- Born: 13 July 1947 South Shields, County Durham, England
- Died: 2 February 2008 (aged 60) Los Angeles, California, United States
- Occupation: Actor

= Edward Wilson (actor) =

English television actor (1947–2008)

Edward William "Ed" Wilson, FRSA (13 July 1947 – 2 February 2008) was an English actor and the artistic director of the National Youth Theatre from 1987 to 2003; he later moved to Los Angeles.

==Early life==
Born in South Shields, County Durham, the son of Thomasina (née Moore), and William James Wilson, a pitman, he attended the local grammar school.

While still a schoolboy, Wilson performed at the National Youth Theatre (NYT) in London during his summer holidays, having auditioned for its founder-director Michael Croft.

==Early career==
Aged 19, he established the South Shields Youth Theatre in his home town, performing in the Pier Pavilion Theatre to rave reviews from the local papers, though the town councillors were less impressed by his choice of "kitchen sink drama" repertoire.

He read English at Manchester University, then went to the NYT as an actor and director in 1965. During his time at the NYT he appeared in several television series: his most important television role was young Billy Seaton in 35 episodes of When the Boat Comes In (1976–1981).

==Productions and performances==
His NYT production of Murder in the Cathedral by T.S. Eliot, performed in Christ Church, Spitalfields, St Pancras and Westminster Cathedral was widely acclaimed by audiences and praised by Eliot's widow. Ambitiously, he also arranged to take the production to Moscow Arts Theatre in 1989, where it was very well received.

After the death of Michael Croft in 1986, Wilson took over the National Youth Theatre, becoming its second artistic director (1987–2003) and re-energising the company. There he auditioned and nurtured many notable talents, including Daniel Craig, Orlando Bloom, Catherine Tate, Jessica Hynes (Stevenson) and Little Britain stars Matt Lucas and David Walliams. Wilson also gave the now-celebrated theatre and film director Matthew Warchus his first chance at directing, when the NYT produced Coriolanus at the Glasgow Tram Shed Theatre in 1986.

In 1987 and 1988, he appeared in a regular role as DI Flight in two seasons of Rockliffe's Babies.

Wilson championed the musicals of Lionel Bart and brought about a revival of interest in his work with ambitious West End revivals of Blitz! (1990) and Maggie May (1992).

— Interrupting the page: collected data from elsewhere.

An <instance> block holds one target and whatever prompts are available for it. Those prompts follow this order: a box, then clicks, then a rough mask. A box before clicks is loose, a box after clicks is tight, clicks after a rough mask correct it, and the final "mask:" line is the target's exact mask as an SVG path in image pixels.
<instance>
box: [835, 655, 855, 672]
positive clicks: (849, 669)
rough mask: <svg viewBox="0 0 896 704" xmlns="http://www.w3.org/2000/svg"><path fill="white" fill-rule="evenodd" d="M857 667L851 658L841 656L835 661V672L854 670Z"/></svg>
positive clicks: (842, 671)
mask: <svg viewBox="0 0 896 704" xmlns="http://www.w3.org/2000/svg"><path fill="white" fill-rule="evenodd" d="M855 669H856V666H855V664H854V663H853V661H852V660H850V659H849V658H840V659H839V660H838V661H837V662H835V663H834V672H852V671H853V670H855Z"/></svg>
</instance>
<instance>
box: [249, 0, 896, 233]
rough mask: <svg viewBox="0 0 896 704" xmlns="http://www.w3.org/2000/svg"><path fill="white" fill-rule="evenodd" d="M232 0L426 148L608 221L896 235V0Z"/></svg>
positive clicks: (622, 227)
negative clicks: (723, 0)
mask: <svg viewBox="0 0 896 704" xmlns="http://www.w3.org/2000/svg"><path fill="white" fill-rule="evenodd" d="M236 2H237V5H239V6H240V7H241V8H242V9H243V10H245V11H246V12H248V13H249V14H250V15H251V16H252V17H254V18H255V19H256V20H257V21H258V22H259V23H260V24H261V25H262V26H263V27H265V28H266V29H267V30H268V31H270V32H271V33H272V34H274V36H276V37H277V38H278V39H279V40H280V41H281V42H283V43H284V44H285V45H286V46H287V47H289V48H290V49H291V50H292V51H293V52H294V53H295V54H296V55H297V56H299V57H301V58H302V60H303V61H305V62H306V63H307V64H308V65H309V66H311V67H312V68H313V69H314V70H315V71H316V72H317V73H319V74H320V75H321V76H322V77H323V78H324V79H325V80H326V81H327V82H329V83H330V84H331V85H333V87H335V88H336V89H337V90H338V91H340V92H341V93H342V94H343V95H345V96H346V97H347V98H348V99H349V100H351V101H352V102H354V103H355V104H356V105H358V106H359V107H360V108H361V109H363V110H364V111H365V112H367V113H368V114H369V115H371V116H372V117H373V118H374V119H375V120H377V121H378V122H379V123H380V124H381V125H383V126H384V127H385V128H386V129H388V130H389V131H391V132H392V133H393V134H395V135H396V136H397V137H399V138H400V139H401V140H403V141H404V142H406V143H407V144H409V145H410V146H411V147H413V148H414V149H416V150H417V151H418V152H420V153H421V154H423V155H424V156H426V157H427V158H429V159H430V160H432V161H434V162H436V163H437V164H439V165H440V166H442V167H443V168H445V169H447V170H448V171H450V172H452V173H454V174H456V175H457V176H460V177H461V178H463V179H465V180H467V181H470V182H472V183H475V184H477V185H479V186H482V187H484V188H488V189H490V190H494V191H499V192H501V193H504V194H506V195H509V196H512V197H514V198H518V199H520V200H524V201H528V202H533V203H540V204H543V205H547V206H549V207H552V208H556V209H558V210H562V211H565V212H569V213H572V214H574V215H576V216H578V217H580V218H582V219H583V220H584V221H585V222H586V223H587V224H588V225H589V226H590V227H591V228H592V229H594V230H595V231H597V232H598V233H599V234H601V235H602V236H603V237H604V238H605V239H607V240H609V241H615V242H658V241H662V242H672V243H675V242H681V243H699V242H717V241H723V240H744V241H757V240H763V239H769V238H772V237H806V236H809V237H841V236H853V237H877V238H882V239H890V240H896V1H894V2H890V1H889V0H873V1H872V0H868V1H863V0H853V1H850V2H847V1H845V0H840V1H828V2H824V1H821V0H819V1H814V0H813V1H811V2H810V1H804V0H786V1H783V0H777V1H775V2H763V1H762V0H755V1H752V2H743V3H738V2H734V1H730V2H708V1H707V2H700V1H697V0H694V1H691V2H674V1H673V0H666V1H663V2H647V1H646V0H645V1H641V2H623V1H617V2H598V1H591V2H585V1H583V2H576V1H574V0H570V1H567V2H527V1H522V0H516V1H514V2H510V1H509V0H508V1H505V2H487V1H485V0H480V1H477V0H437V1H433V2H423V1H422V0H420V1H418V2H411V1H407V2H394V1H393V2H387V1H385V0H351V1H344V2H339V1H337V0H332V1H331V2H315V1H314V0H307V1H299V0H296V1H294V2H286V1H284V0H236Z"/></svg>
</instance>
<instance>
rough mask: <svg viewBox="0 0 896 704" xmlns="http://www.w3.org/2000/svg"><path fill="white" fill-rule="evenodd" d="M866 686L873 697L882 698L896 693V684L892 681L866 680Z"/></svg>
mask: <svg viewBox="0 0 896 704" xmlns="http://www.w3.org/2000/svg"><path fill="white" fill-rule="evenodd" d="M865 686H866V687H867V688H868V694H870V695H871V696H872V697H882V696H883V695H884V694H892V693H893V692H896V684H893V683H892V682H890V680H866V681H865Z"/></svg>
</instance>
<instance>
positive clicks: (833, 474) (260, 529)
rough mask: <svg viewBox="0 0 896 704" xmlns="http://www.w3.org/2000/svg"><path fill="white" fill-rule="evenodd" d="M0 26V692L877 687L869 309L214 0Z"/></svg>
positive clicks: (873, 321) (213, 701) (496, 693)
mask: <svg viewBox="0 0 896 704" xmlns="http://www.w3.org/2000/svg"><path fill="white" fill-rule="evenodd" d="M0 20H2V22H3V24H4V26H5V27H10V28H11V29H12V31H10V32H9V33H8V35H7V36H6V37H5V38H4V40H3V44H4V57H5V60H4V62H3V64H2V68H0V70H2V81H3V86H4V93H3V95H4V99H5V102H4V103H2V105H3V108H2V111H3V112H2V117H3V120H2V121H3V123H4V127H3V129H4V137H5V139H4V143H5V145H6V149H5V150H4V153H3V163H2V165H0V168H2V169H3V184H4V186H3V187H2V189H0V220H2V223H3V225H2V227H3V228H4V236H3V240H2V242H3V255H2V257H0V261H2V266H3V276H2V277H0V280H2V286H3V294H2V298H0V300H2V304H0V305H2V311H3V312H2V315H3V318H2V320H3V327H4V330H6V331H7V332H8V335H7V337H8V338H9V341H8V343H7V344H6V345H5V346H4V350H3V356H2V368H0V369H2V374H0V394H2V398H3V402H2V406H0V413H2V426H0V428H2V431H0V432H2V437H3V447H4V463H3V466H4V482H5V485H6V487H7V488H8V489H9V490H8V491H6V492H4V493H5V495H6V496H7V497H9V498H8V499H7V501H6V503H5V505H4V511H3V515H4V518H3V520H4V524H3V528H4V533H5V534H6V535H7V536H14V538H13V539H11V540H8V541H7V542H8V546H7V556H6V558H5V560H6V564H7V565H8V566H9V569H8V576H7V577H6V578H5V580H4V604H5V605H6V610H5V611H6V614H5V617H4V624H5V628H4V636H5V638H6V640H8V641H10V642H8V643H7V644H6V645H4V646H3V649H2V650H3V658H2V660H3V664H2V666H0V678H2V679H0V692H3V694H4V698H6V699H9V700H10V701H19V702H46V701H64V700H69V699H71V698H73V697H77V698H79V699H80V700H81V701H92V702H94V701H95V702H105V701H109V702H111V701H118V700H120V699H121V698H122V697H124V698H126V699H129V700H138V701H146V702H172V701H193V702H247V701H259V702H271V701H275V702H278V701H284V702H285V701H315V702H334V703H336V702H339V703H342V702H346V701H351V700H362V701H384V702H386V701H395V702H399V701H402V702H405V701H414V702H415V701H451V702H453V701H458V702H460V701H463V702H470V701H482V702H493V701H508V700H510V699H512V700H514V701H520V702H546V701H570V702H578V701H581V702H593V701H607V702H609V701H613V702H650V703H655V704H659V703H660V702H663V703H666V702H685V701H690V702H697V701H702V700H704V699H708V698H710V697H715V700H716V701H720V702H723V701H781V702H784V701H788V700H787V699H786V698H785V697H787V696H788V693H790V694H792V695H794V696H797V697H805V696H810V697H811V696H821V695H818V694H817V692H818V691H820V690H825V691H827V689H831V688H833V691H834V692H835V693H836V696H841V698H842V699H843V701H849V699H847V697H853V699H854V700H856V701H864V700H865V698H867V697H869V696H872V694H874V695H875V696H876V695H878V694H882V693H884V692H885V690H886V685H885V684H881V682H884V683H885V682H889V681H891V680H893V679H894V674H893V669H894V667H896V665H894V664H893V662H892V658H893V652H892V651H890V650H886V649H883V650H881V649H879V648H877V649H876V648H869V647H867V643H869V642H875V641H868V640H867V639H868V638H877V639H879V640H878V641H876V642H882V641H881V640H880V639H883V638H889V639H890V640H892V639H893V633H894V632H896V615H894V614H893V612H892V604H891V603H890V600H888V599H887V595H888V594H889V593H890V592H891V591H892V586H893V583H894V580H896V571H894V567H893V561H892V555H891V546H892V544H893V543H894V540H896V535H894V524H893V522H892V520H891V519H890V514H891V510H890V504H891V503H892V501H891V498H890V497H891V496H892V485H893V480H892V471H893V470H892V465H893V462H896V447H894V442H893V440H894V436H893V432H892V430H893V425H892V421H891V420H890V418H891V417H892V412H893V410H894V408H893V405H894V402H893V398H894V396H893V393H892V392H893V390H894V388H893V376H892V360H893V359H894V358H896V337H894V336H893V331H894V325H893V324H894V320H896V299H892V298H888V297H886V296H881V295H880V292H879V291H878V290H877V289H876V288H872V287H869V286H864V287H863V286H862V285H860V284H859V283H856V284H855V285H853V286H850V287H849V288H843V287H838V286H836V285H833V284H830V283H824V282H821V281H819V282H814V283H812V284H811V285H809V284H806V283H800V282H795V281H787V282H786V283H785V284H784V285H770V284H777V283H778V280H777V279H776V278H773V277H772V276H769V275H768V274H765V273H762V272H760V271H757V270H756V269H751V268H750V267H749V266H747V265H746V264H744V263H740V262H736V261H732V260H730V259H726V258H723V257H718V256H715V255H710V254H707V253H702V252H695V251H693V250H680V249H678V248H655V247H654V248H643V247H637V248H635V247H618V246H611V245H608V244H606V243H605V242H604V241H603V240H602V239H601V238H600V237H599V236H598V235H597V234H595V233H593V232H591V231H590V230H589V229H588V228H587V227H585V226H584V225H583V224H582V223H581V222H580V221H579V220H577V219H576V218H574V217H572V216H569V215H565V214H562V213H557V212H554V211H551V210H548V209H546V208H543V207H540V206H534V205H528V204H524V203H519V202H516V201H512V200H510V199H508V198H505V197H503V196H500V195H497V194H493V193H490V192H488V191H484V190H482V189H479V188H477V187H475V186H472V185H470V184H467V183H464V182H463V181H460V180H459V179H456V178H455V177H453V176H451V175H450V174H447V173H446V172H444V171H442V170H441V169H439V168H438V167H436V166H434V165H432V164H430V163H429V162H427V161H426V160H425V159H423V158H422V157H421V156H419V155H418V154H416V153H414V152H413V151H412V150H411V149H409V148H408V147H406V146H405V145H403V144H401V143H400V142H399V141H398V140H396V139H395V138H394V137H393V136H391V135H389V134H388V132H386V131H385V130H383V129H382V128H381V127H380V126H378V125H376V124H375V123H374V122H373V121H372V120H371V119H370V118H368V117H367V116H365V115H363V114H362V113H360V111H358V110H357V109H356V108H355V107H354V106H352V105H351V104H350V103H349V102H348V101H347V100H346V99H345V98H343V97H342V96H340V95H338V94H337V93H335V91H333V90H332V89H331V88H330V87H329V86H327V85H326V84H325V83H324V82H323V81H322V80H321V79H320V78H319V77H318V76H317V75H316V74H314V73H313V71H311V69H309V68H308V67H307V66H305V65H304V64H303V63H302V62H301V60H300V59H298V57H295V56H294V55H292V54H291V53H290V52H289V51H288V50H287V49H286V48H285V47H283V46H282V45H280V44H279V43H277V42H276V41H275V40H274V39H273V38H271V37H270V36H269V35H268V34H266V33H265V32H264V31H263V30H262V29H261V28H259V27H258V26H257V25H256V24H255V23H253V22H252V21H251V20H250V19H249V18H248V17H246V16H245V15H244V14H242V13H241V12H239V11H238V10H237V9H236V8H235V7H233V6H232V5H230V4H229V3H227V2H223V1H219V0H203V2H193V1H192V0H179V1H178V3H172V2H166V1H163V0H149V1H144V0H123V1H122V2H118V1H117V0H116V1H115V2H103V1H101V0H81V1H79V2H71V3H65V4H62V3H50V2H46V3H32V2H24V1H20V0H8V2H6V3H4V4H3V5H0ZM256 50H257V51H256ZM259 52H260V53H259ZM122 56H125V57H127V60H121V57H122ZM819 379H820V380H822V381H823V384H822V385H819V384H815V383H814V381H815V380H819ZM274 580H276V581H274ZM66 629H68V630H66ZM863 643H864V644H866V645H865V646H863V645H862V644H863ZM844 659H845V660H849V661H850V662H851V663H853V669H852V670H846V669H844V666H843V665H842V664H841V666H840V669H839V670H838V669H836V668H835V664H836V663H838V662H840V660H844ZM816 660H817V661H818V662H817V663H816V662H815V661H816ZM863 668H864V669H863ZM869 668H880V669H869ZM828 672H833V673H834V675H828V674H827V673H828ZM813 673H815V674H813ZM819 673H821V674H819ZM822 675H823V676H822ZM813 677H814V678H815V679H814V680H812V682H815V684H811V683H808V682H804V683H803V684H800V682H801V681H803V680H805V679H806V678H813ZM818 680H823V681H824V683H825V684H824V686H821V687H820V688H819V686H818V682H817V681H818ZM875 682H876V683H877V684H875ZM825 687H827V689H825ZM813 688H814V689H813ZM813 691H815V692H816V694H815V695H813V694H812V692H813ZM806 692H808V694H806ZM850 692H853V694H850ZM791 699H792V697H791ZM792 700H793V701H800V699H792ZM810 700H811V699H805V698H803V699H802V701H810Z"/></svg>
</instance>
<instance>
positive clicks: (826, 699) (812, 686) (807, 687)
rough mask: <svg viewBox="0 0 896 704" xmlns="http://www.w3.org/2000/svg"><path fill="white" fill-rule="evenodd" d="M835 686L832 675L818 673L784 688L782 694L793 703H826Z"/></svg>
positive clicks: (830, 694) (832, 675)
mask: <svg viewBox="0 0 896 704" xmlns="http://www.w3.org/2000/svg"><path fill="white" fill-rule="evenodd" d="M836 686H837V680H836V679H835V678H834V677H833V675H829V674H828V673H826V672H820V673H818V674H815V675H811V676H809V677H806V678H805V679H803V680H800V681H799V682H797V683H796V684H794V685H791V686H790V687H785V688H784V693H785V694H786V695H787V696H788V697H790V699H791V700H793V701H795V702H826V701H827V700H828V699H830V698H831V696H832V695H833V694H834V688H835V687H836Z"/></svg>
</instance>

As a freelance, he was particularly adept at organising large-scale "one-off' productions, including community productions in Newbury. He directed several of the Stonewall Equality Shows at the Royal Albert Hall, most recently Europride 2006.

His production of The Way of the Light was broadcast live by the BBC from St Paul's Cathedral. He directed the West End premiere of Nightshriek, a rock musical interpretation of Shakespeare's Macbeth by Trisha Ward, which won a Time Out Critics' Award (1986) for its teenage writer, beating such professional productions as The Phantom of the Opera and Les Misérables.

The success of Nightshriek led to a number of successful international collaborations between the NYT and the Spanish Shakespeare Foundation, including productions of Romeo and Juliet, Macbeth and Blood Wedding by Lorca, performed in London, Madrid and Valencia.

He was a determined and successful fund-raiser for the NYT, winning major sponsorship for the company on many occasions throughout his tenure as Artistic Director. The highlight was his successful bid for a National Lottery grant in 1996 (the NYT's 40th anniversary) which enabled the company to purchase its first permanent headquarters.

==After the NYT==
In 2004 Ed Wilson was persuaded by Michael York (a former member of the NYT) to move to the US to lead the California Youth Theatre at the Ivar Theatre, Hollywood.

In his later life he became a devout convert to Roman Catholicism.

Wilson was diagnosed with cancer in 2007 and died at Cedars-Sinai Medical Center in Los Angeles.

Wilson's long-term personal and professional partner was Brian Lee ("a supremely gifted stage designer" – Bryan Forbes). Lee – who designed many of Wilson's stage productions – predeceased Wilson, dying of cancer in December 1994.

He was a Fellow of the Royal Society of Arts and had an honorary doctorate from the University of Sunderland.